The decision to reach out to the state agency came after a wide-ranging and emotional debate among supervisors Thursday about complaint about conditions at Warren Center for Nursing and Rehabilitation in Queensbury, the former county-owned home in Queensbury, and a plan for a majority ownership of the former county home to be sold again.
Numerous supervisors and a Queensbury resident criticized Centers Health Care, the company that operates the 80-bed nursing home that Warren County sold in 2015, saying that complaints from family members of residents have continued despite public attention to them and calls for improvements. The home was rated as a four-star facility when the county owned and operated it as Westmount Health Facility, but has since dropped to a one-star rating under Centers' operation.

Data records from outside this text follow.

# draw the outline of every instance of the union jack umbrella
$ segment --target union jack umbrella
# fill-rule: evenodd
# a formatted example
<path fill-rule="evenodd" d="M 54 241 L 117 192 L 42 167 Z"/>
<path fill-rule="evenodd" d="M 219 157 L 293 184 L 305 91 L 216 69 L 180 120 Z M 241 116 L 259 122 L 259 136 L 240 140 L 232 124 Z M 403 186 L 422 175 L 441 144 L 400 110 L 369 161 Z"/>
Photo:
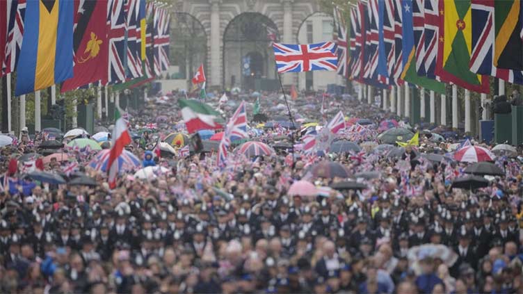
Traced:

Supervisors recounted complaints they have heard from constituents, or loved ones who are in one of the many Centers Health Care-run nursing homes in the region. The company has bought up most of the municipally owned and privately owned homes in the region.
Queensbury at-Large Supervisor Brad Magowan said he saw firsthand the problems in a Centers nursing home in recent months when a relative stayed in one of the company's local facilities. He did not identify which one.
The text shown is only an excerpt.